Still, I've been thinking about him since then. God, I'd love to fuck him. I do hope I bump into him again. Somehow. I'm admitting in ED tomorrow and I'll be dressing well, just on the off chance that I do bump into him. You never know.
In the meantime I've been telling all my friends about him. I have to say...even I thought he was slightly hitting on me. Which was nice, because I don't think anyone has done that before. Made me feel quite cute.
Sunday, June 16, 2013
"While Jesus is saving I'm spending all my grace on the rosy red pallor of lights on centre stage."
So yet again I've let this blog lapse a wee bit. Work gets to me in a weird way now. I miss boys, so, so much. Cam, I miss Cam especially. It breaks my heart to know I won't see him anytime soon. And still, I'm still spending money, the only difference is that I feel more guilty for doing it.
I feel like I'm on the precipice of getting my life back together though. Some old way of living is creeping up inside me. Op shopping at cheap places and getting that high off a good find, putting together outfits with a lot of thought. Saving money, working out, losing weight, studying and generally progressing. I used to be that person. And there should be no reason why I can't be that person again.
For the past few days I've been drowning myself in thinspo and fitspo. Mostly I've been feeling increasingly weak. Less fit. Walking up stairs makes me short of breath. I want to be fit again, and skinny, with a wee bit of muscle definition.
I'm starting to give up fatty hospital lunches for a bottle of water and a piece of fruit. I'm buying fruit to have for dinner, to eat before dinner so I eat less normal food. I'm hoping, praying, please, this time, let me get this together. I need to get my life together.
I'm going to start working out after work. Every hour counts doesn't it. It must count for something. I'm going to travel to Melbourne in a month and a half, and by that time, I want to be visibly thinner.
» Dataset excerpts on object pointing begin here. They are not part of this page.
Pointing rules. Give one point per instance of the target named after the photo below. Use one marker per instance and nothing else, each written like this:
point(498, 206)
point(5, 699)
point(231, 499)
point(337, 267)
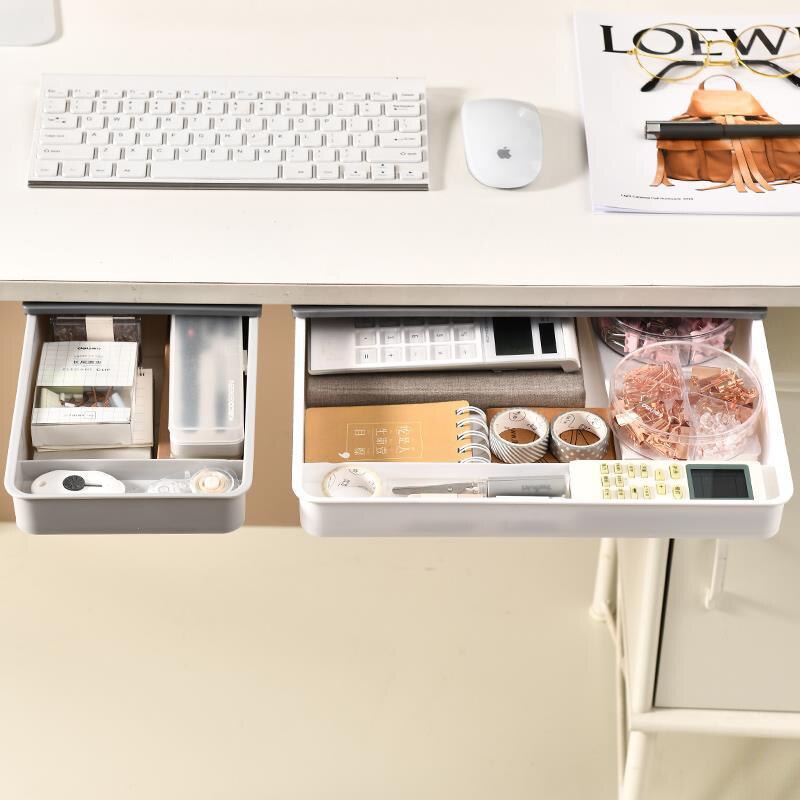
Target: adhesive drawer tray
point(136, 511)
point(540, 516)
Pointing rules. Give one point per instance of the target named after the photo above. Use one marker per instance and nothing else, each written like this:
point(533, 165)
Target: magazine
point(718, 72)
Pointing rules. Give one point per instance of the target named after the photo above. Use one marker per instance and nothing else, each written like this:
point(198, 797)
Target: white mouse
point(502, 142)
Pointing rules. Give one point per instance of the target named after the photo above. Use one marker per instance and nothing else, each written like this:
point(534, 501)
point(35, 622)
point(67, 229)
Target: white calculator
point(366, 344)
point(665, 481)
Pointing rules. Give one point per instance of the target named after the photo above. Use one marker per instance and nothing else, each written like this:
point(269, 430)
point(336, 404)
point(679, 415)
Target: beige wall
point(271, 501)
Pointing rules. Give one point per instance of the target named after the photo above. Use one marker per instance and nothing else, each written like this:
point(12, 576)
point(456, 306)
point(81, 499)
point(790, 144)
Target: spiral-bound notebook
point(448, 432)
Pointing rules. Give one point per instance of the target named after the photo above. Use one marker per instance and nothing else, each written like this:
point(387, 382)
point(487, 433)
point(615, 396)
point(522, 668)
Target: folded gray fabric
point(548, 388)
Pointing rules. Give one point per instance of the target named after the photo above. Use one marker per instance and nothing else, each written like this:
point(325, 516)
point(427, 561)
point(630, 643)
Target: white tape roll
point(515, 419)
point(579, 420)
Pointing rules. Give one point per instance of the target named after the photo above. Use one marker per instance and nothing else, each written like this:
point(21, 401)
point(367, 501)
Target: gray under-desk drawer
point(136, 511)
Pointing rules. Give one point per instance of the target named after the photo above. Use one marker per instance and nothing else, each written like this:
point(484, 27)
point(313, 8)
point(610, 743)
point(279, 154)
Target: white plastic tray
point(535, 516)
point(129, 513)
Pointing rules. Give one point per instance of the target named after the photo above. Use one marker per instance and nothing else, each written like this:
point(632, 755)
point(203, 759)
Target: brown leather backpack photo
point(756, 164)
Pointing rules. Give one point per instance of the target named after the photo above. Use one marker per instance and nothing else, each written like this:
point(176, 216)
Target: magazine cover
point(696, 116)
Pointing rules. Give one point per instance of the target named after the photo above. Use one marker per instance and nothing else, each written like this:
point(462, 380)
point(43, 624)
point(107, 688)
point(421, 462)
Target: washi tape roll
point(350, 481)
point(578, 424)
point(528, 437)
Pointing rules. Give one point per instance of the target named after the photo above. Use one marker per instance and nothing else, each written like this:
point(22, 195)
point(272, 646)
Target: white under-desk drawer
point(136, 511)
point(432, 515)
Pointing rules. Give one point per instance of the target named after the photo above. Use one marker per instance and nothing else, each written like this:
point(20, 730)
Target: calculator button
point(464, 333)
point(392, 355)
point(365, 338)
point(390, 336)
point(466, 352)
point(366, 355)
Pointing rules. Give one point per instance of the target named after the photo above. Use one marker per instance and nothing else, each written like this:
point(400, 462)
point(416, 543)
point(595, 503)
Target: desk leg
point(635, 766)
point(604, 582)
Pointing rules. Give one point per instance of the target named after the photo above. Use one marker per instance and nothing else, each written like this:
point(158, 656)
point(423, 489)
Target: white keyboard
point(117, 131)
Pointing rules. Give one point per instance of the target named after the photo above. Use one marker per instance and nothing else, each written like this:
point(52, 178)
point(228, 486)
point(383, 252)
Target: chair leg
point(635, 766)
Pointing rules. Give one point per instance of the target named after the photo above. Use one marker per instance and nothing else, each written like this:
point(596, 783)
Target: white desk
point(460, 243)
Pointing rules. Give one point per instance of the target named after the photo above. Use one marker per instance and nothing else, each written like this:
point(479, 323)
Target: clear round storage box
point(624, 335)
point(685, 401)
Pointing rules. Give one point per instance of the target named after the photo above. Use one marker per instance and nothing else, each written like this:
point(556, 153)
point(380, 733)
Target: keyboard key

I read somewhere that it takes 4 weeks for you to notice a change yourself, 8 weeks for friends and family to notice, and 12 weeks for the world to notice. I'm hoping that with some wild restricting and bumping up exercise, in 6 weeks friends and family will notice. It's been a long time since anybody noticed me. I'd love to just be noticed.
This all must sound so very desperate, but I really miss those comments, I miss people telling me that I look thin. Of late, I've had far too many people call me fat and ugly.